- Authors
- Name
Background
This post compares the time difference between performing a full scan with HBase and iterating over all rows in a table using MapReduce.
HBase Full Scan vs MapReduce
Full Scan
If you use the Scan operation built into HBase without any constraints, you can iterate over all rows in a table. HBase shell has an operation called count, and when using it to iterate over approximately 5 million rows, it took about 235 seconds, roughly 4 minutes.
hbase:002:0> count 'usertable'
5119700 row(s)
Took 235.7437 seconds
=> 5119700
MapReduce Row Count
I created a Row Count application by referring to HBase Row Count MapReduce Development Guide, and when executing it, it took about 104 seconds, less than 2 minutes.
root@latte01:~# hadoop jar hbase-mapreduce-test.jar RowCounterJob
23/06/11 00:02:36 INFO mapreduce.Job: Job job_1686391929383_0004 running in uber mode : false
23/06/11 00:02:36 INFO mapreduce.Job: map 0% reduce 0%
...
23/06/11 00:04:17 INFO mapreduce.Job: map 94% reduce 0%
23/06/11 00:04:19 INFO mapreduce.Job: map 100% reduce 0%
23/06/11 00:04:20 INFO mapreduce.Job: Job job_1686391929383_0004 completed successfully
23/06/11 00:04:20 INFO mapreduce.Job: Counters: 44
RowCounterMapper$Counters
ROWS=5119700
File Input Format Counters
Bytes Read=0
File Output Format Counters
Bytes Written=0
Theoretically, since 3 Node Managers process work in parallel, it should be about 3 times faster.

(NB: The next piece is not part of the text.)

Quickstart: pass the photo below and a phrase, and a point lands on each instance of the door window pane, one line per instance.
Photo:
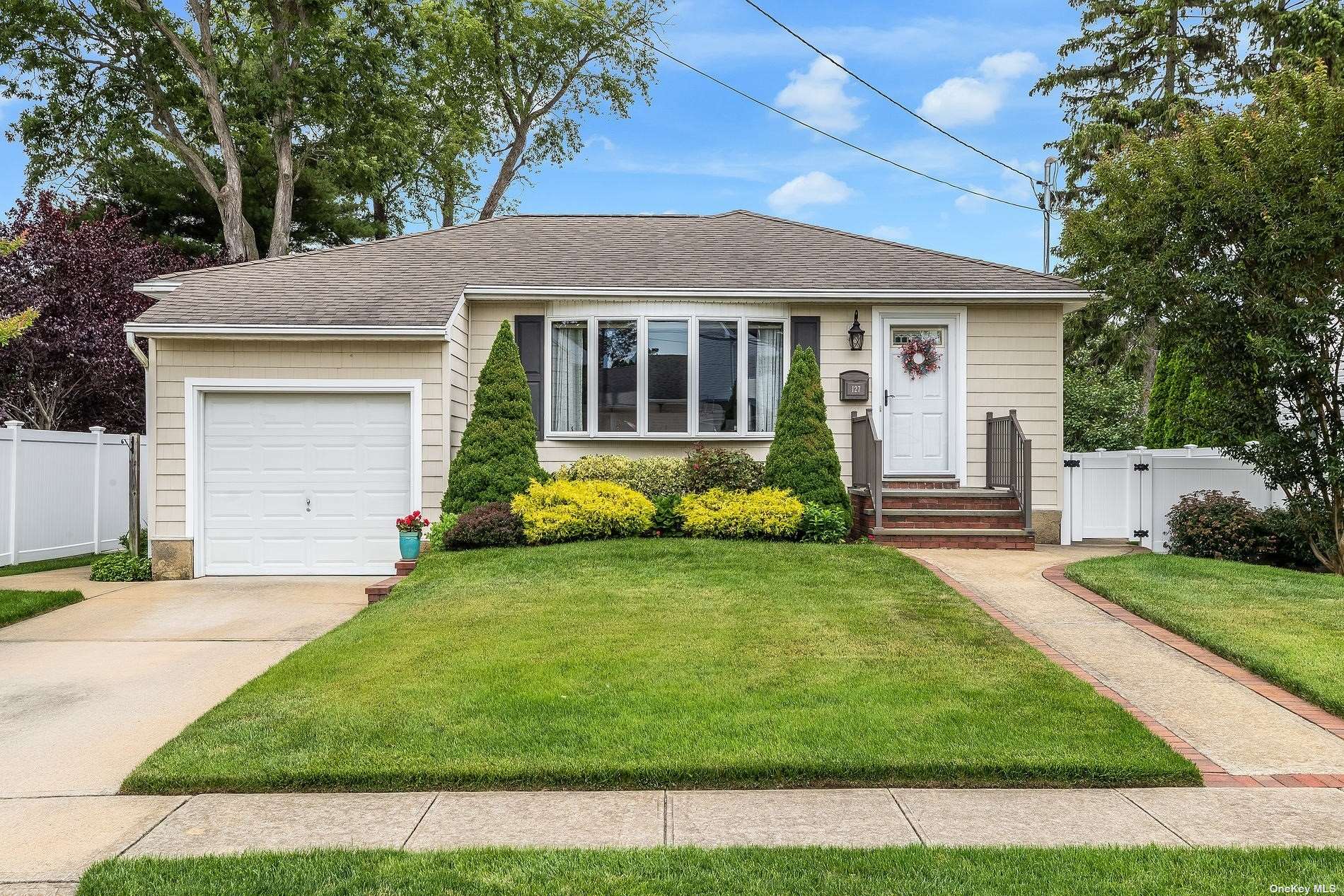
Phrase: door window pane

However, due to the overhead of splitting and merging tasks, it was about 2.25 times faster. As the number of worker nodes available for parallel processing increases, the computation speed will become even faster. Using MapReduce for full scans will be incomparably faster than scanning with a single thread. Therefore, if you need to perform batch jobs with HBase and they need to be completed quickly, you should consider running them with MapReduce.